Five-year-old Madison Culver and her mom and dad have driven to Oregon’s Skookum National Forest to cut down a Christmas tree. One minute Madison is running through the trees and the next – she’s gone.
Three years on, the police and townsfolk think Madison froze to death somewhere in the forest. Her parents believe their daughter has been taken and is still alive. In one last desperate attempt to find Madison, they contact Naomi Cottle – the child finder – a PI who specializes in finding missing children, sometimes alive, but often dead. (Side note: Denfeld is a licensed investigator in Oregon.)
Naomi is pretty much a loner – she has few friends and only speaks to her foster family now and again. Driving her relentless pursuit of missing kids is fleeting memories of having been taken herself.
While Naomi searches for the clues she knows will lead her to Madison, we hear Madison’s real time story: she’s locked in the cellar of a cabin somewhere at the mercy of a man she calls Mr. B., and creates a new self in her mind in order to survive.
The Child Finder is slow and measured, the telling spare and lean. It’s not a pretty story. But it is redemptive.
“This is something I know: no matter how far you have run, no matter how long you have been lost, it is never too late to be found.”
Fun Hid Repeat
Pauline Dakin, a journalist and assistant prof a King’s College in Halifax, is a natural storyteller. But telling your own story – that’s a whole other thing.
Run Hide Repeat: A Memoir of a Fugitive Childhood is Dakin’s story of growing up on the run – from what, she and her brother never knew.
Dakin’s parents divorced when the kids were young – it was a nasty finger-pointing end to an often-difficult union. Dakin and her brother lived with their mom and only occasionally saw their dad, a charming alcoholic from a privileged background.

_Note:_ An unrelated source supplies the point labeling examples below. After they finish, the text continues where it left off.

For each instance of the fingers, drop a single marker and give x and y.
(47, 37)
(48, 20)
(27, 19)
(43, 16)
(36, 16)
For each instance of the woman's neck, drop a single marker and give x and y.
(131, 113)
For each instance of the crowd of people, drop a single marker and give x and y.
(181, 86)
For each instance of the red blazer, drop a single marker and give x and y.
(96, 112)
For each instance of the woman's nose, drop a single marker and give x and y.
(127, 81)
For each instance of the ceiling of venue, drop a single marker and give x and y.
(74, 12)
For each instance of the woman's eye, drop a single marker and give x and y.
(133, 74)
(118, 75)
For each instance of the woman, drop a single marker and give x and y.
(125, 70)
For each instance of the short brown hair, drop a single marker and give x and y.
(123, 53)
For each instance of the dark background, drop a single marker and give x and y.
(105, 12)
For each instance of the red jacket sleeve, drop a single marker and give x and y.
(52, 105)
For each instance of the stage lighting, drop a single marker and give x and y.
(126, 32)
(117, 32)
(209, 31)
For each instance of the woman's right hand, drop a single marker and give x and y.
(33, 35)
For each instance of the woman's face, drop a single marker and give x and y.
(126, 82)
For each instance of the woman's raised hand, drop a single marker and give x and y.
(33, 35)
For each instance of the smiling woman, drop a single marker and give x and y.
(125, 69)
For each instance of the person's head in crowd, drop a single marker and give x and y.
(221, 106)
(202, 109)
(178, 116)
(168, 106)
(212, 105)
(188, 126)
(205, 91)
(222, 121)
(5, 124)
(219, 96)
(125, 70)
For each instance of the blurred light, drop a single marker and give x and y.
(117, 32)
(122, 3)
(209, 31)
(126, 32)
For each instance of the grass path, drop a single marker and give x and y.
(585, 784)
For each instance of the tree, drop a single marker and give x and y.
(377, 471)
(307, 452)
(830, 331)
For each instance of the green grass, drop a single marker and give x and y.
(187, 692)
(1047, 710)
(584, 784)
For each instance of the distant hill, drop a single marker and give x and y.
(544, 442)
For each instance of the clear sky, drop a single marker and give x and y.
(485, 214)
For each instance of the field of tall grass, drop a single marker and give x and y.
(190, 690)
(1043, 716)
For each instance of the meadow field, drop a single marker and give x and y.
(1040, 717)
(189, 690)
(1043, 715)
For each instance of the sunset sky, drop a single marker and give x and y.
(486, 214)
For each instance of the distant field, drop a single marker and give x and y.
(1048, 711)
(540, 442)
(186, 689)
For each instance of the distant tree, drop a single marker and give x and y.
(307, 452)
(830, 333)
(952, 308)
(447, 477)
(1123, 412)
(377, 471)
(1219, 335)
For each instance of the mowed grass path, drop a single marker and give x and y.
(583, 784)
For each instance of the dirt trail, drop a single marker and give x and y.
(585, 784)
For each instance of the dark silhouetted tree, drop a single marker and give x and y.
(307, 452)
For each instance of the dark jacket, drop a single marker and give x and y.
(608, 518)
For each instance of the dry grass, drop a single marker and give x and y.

Stan Sears, the minister at a church in North Vancouver who counseled Dakin’s mom through the bleak post-divorce months, became a surrogate dad and the two families often went on camping holidays regardless of where the Dakins were living.
Years later, Dakin is living in Saint John and her mom in Halifax; mom asks Dakin to meet at a motel in a rural community in New Brunswick, a mid-way point for them both.
And that’s where Dakin learns the why of her pack-up-and-go childhood: the family had been running from the Mafia and was receiving protection from a covert government task force.
Stan surprisingly joins the two at the motel – Stan and mom are apparently item and have been for some time – and Dakin hears a tale of hit men, body doubles, undercover agents, a secret facility in the back of beyond, and Stan’s role as the go between. Stan is in protective custody and Dakin’s mom has decided to join him; she wants Dakin and her brother to come, too.
OK if this sounds far fetched, it is: the whole backstory is a hoax. But what Dakin learns about love and family and human frailty when she discovers the truth allows her to forgive, if not forget.